NVIDIA (NASDAQ:NVDA) has become synonymous with the AI rally that has lifted everything from data center stocks to software stocks, and even those with minimal involvement in machine learning and artificial intelligence.
The stock has fallen off its peak recently as Wall Street’s enthusiasm has waned amid antitrust probes, U.S.-China trade restrictions, and whispers of customer double-ordering. Rivals haven’t really gained much ground either, as Warren Buffett says, the tide has to go out first before you can realize who’s been swimming naked.
No matter what data you look at, it’s hard to argue that NVDA stock is not a buy at these levels.

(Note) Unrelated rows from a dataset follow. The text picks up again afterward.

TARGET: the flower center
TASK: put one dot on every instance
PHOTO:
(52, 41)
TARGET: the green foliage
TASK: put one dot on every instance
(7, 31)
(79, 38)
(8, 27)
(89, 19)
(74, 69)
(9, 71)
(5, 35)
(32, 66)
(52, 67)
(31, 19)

It is a solidly profitable tech darling growing at triple-digit rates, and the hardware + software stack it has is basically unchallenged in the AI space.
Most of the problems it is facing now are man-made instead of an industry-wide slowdown like bears would have expected. Chip restrictions to China have already caused a $5.5 billion charge and could cause billions in lost revenue down the line. Man-made problems are still problems nonetheless, so you should account for them when buying the stock.
Currently, NVIDIA derives over half of its revenue from abroad. 13.1% is from China directly. That’s plenty of risk, but not enough to completely erode the opportunity here. You’re paying 22 times forward earnings, which is very cheap compared to most other AI stocks. Even if NVIDIA continues its trend of beating estimates by narrower figures, it’s hard to see the stock stay at these levels for too long.
The broader AI industry is still growing, and there are no indications yet that there has been a notable slowdown. Until then, I’d keep my Buy rating on the stock. You may still take some losses this year on NVDA, but the long-term prospects are juicy if you accumulate on the way down.
The consensus price target of $165.7 implies 67.6% upside.